Preventing Malaria with Antibodies That Block Formation of Red Cell Rosettes
By LabMedica International staff writers
Posted on 30 Apr 2012
Molecular biologists working on malaria have prepared antibodies that block the activity of a protein common to most Plasmodium falciparum strains that generates the red blood cell rosettes that are responsible for symptoms of the severe illness, including coma and brain damage.Posted on 30 Apr 2012
The PfEMP1 family of variant surface antigens, which are encoded by var genes, are adhesion molecules that play a pivotal role in malaria pathogenesis and clinical disease. PfEMP1 is a major target of protective immunity; however, development of drugs or vaccines based on PfEMP1 is problematic due to extensive sequence diversity within the PfEMP1 family. In the current study, investigators at the University of Edinburgh (United Kingdom) focused on a single manifestation of PfEMP1activity, the ability to generate rosettes (clumps) of red blood cells.

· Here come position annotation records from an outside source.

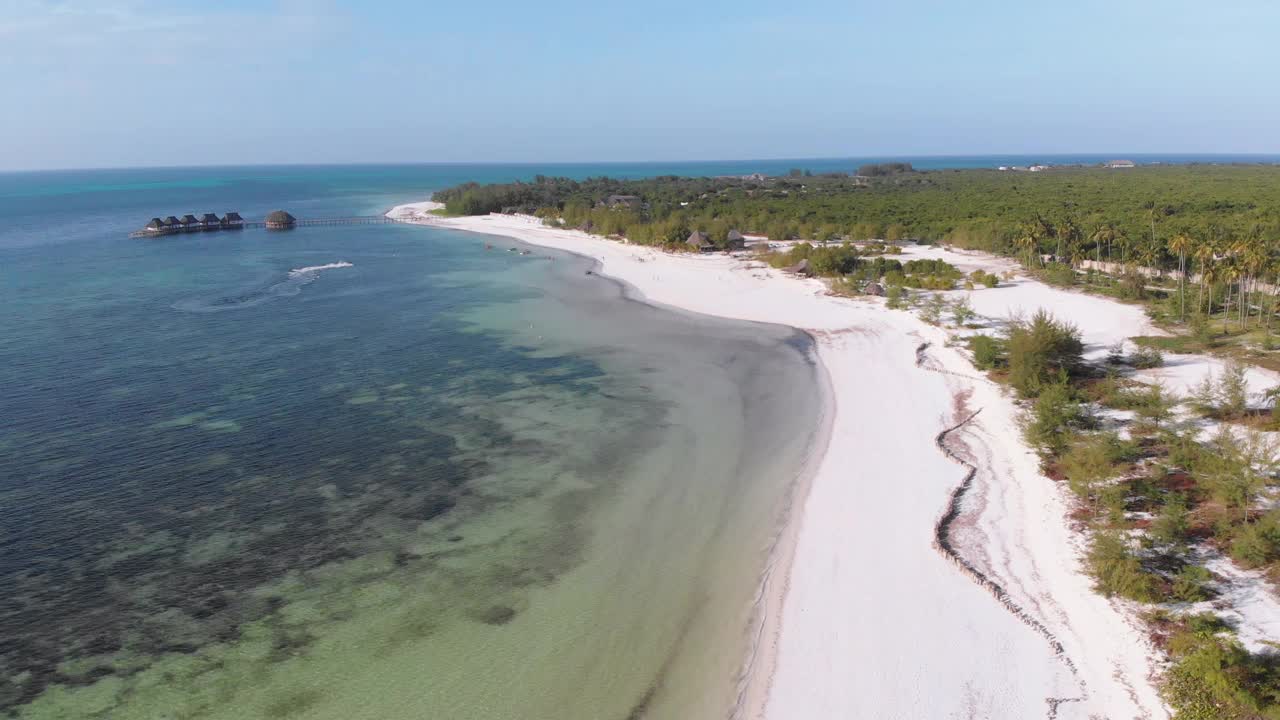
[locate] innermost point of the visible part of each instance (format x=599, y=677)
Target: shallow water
x=440, y=482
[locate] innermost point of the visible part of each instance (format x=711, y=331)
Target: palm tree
x=1028, y=240
x=1105, y=233
x=1230, y=272
x=1203, y=256
x=1179, y=244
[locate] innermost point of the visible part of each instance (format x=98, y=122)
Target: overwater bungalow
x=280, y=220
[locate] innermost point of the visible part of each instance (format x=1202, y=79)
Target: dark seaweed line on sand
x=942, y=543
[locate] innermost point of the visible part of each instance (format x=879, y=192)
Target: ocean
x=375, y=472
x=368, y=472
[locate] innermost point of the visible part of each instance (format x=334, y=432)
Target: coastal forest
x=1073, y=213
x=1197, y=246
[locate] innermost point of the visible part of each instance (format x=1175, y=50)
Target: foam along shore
x=862, y=614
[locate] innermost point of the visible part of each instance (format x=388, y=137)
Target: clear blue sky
x=140, y=82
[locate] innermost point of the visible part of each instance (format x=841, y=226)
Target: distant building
x=631, y=201
x=800, y=268
x=280, y=220
x=699, y=241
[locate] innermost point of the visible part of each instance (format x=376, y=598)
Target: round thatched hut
x=280, y=220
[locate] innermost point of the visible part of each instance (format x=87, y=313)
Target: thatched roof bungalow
x=800, y=268
x=699, y=241
x=279, y=220
x=624, y=201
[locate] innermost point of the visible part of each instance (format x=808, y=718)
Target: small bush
x=931, y=310
x=1191, y=584
x=1173, y=523
x=1257, y=543
x=961, y=311
x=1146, y=358
x=988, y=352
x=1054, y=419
x=1041, y=352
x=1116, y=570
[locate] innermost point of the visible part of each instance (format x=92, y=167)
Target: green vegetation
x=1219, y=224
x=1215, y=678
x=1152, y=493
x=1157, y=217
x=1042, y=352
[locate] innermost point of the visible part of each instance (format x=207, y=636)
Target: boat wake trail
x=944, y=545
x=291, y=286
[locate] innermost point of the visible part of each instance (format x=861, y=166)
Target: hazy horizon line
x=1118, y=155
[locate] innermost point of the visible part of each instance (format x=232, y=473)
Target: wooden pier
x=183, y=228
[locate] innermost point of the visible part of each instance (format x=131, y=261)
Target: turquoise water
x=435, y=481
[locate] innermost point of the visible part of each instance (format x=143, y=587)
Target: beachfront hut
x=280, y=220
x=699, y=241
x=800, y=268
x=631, y=201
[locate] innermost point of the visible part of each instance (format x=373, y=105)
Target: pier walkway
x=297, y=223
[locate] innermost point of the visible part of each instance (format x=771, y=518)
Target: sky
x=91, y=83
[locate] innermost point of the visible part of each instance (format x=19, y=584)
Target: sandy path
x=874, y=620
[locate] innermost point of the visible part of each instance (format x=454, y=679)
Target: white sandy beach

They reported in the April 19, 2012, online edition of the journal PLoS Pathogens that they were able to generate antibodies against PfeMP1 that blocked rosette formation. The antibodies showed broad cross-reactivity against heterologous parasite strains with the same rosetting phenotype, including clinical isolates from four sub-Saharan African countries.
Senior author Dr. Alexandra Rowe, professor of immunology at the University of Edinburgh, said, “We knew that clusters, or rosettes, of blood cells were found in many cases of severe or life-threatening malaria, so we looked at rosette-forming parasites and found a common factor that we could target with antibodies. We hope this discovery will inform new treatments or vaccines to block the formation of rosettes and so prevent many life-threatening cases of malaria.”
The existence of shared surface epitopes amongst functionally similar disease-associated P. falciparum parasite isolates suggests that development of therapeutic interventions to prevent severe malaria is a realistic goal.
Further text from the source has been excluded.